Cet Ondam prévoit d’accuser une hausse aussi faible en 2026 du fait de transferts aux assuré.e.s, autrement dit une dé-socialisation partielle de la dépense de soins. Par rapport au +1,6 % de dépense de l’Assurance maladie du budget initial, il y a en outre +1,3 % de dépenses de santé qui sont des transferts aux assuré.e.s (soit une hausse totale des dépenses de +2,9 %). Ces dé-remboursements ce traduiront par des hausses de reste à charge, mais aussi fatalement par du renoncement aux soins (baisse des volumes).
D’après le syndicat d’omnipraticien.ne.s MG france, ces hausses des restes à charge/coupes dans les montants conventionnels sont le “cheval de troie” de la financiarisation, à travers une part toujours plus importante laissée à la dépense privée. Le Gouvernement appelle ce déremboursement “responsabilisation”, un retournement digne de la novlangue orwellienne.
Même avec tous ces déremboursements, le comité d’alerte de l’Ondam vient déjà de rendre un avis pour dire que cette prévision est sujette à de nombreux aléas.
En effet, six milliards d’économies sont prévues sur l’Ondam dans ce budget (en écart à l’Ondam tendanciel), dont les mesures nouvelles consistent pour moitié en mesures de maîtrise tarifaire et de régulation, et pour moitié entransferts de charges vers les organismes complémentaires, les employeurs et les assuré.e.s (le reste correspond à des montées en charge de mesures adoptées précédemment). Le premier volet de ces mesures nouvelles est volontariste voire peu crédible, le second volet est certainement antisocial.
Par ailleurs, la prévision d’inflation sous-jacente à l’ondam est de 1,1 %, alors que l’OCDE table sur +1,6 %, et le consensus des économistes bien au dessus également, à +1,45 % prévus pour 2026 en septembre 2025 (d’après l’avis du HCFP sur le budget 2026). Elle semble donc clairement sous-estimée.

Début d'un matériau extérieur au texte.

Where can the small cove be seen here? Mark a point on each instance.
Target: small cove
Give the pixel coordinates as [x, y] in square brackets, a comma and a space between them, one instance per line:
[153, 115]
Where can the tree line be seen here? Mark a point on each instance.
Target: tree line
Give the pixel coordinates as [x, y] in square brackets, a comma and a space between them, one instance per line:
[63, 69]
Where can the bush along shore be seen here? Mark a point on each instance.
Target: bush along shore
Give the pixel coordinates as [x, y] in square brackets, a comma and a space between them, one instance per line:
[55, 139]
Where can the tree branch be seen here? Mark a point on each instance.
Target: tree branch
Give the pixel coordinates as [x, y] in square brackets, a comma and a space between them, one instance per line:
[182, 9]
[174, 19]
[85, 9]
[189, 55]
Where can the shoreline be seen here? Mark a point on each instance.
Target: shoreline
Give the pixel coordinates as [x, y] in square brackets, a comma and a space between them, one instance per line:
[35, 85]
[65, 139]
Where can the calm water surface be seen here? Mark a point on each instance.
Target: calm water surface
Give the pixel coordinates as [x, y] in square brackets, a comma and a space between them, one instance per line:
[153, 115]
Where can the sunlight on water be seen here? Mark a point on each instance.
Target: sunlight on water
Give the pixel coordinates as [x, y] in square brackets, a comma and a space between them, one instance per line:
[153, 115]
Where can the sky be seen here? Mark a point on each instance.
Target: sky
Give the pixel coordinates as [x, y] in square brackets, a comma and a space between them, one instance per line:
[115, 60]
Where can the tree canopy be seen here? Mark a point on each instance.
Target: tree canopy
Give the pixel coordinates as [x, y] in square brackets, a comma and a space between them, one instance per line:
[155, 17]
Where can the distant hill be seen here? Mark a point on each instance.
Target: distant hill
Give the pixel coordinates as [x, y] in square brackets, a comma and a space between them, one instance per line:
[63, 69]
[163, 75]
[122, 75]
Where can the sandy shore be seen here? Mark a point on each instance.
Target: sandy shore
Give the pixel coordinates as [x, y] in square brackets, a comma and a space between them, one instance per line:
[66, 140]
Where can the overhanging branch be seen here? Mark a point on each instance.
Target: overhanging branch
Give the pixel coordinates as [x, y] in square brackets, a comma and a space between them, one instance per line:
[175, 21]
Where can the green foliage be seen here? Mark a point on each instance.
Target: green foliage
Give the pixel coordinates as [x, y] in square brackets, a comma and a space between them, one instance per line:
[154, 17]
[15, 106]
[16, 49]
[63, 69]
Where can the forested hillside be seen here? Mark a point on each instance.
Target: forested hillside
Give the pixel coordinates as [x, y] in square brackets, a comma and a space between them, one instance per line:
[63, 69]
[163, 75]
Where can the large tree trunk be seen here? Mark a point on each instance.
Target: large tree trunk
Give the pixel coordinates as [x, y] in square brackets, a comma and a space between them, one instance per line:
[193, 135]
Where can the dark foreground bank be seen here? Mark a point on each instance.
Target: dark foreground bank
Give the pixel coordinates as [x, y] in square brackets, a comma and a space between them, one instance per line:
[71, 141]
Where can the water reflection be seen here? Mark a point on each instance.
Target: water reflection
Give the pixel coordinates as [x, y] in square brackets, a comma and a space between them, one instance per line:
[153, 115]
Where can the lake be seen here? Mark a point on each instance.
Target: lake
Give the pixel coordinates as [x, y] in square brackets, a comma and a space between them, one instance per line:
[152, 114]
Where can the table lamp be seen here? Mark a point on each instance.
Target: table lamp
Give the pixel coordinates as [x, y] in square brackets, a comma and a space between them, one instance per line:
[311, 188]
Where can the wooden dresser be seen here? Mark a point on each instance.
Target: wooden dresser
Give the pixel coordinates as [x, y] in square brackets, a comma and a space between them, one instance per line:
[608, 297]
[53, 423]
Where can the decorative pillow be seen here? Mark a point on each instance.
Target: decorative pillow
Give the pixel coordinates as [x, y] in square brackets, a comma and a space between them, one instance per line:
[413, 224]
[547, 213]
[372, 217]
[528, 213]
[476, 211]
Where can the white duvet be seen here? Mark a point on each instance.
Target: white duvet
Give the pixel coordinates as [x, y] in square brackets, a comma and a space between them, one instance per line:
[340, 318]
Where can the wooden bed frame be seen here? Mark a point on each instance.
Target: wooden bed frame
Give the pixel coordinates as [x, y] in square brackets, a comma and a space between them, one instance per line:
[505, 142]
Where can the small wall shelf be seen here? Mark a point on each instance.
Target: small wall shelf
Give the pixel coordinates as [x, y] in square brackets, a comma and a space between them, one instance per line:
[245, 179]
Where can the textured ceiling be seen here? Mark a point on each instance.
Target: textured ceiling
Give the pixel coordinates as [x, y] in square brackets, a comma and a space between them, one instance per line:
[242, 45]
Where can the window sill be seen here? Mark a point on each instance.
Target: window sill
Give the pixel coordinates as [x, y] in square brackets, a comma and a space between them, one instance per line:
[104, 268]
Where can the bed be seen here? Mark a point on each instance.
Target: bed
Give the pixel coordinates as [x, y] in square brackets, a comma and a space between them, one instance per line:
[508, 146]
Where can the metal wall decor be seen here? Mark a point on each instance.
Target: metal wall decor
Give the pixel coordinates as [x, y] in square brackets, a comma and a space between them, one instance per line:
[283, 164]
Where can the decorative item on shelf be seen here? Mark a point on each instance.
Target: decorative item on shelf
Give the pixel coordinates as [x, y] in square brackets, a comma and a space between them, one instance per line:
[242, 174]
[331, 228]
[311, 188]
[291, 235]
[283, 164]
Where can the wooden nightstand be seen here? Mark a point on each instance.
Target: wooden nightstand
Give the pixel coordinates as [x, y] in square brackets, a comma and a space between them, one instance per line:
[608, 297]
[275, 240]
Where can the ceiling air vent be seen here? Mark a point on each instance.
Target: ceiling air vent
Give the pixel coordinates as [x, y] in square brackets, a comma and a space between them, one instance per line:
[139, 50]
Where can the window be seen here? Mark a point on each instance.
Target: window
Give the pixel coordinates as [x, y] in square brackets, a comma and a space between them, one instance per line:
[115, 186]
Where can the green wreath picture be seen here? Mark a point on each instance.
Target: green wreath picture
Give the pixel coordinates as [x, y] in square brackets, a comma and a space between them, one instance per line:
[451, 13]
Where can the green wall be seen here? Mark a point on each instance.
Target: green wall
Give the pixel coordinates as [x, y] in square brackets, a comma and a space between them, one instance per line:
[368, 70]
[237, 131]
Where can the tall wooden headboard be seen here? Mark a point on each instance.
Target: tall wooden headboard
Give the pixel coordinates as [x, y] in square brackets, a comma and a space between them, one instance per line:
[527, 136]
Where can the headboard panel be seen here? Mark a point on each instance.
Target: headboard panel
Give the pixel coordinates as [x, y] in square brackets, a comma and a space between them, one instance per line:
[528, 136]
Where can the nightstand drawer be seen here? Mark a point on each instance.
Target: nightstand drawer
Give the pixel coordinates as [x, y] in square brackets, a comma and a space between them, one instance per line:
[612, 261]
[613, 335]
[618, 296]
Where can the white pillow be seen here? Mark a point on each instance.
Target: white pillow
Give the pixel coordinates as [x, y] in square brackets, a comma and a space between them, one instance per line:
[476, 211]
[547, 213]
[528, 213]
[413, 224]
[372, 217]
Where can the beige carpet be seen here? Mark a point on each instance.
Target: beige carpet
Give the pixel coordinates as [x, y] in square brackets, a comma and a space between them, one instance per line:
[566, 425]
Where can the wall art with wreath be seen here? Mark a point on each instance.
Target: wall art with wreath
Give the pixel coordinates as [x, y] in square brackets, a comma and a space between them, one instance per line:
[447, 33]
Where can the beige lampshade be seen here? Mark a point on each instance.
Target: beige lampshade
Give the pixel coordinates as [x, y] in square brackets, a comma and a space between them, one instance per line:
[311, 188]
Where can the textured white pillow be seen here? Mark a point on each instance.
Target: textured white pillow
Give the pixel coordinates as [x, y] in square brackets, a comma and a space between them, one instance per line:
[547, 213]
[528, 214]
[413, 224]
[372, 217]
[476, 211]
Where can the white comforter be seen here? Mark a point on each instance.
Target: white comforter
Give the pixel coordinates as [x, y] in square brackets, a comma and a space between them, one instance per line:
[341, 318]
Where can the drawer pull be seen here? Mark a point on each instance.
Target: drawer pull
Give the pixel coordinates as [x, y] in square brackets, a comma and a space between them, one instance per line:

Pour finir, ce budget laisse la sécurité sociale sans aucun filet de sécurité / coussin amortisseur financier. L’Acoss, prévoyant d’être saturée en 2026, se trouve en effet sans aucune marge de manœuvre. Ce budget est donc irresponsable en plus d’être insincère. Il prévoit pour l’an prochain un état d’extrême vulnérabilité financière du système de protection sociale, qui pourrait se retrouver sans trésorerie en cas de nouveau choc type pandémie par exemple.
En théorie (à condition de recourir à une nouvelle loi organique) l’Acoss pourrait transférer son déficit à la Cades, mais pour cela il y a un préalable : la présentation d’une trajectoire de retour à l’équilibre ; et par ailleurs pour transférer dette à la Cades il est juridiquement nécessaire de transférer les ressources afférentes. Mais de toute manière, à ce stade aucun nouveau transfert à la Cades n’est possible sans loi organique.
L’Acoss, qui n’a, rappelons-le, pas vocation à prendre en charge des déficits durables, se trouve donc saturée et sans échappatoire.
La Caisse des dépôts et consignations a déjà fait appel à un pool bancaire en cas de besoin, mais à date elle soutient qu’elle ne pourrait pas lever plus de 12 Md €, ce qui ne permettrait pas d’amortir un choc économique majeur.
Pour toutes ces raisons (insincérité et imprudence), le GEST propose de ne pas examiner ce PLFSS 2026.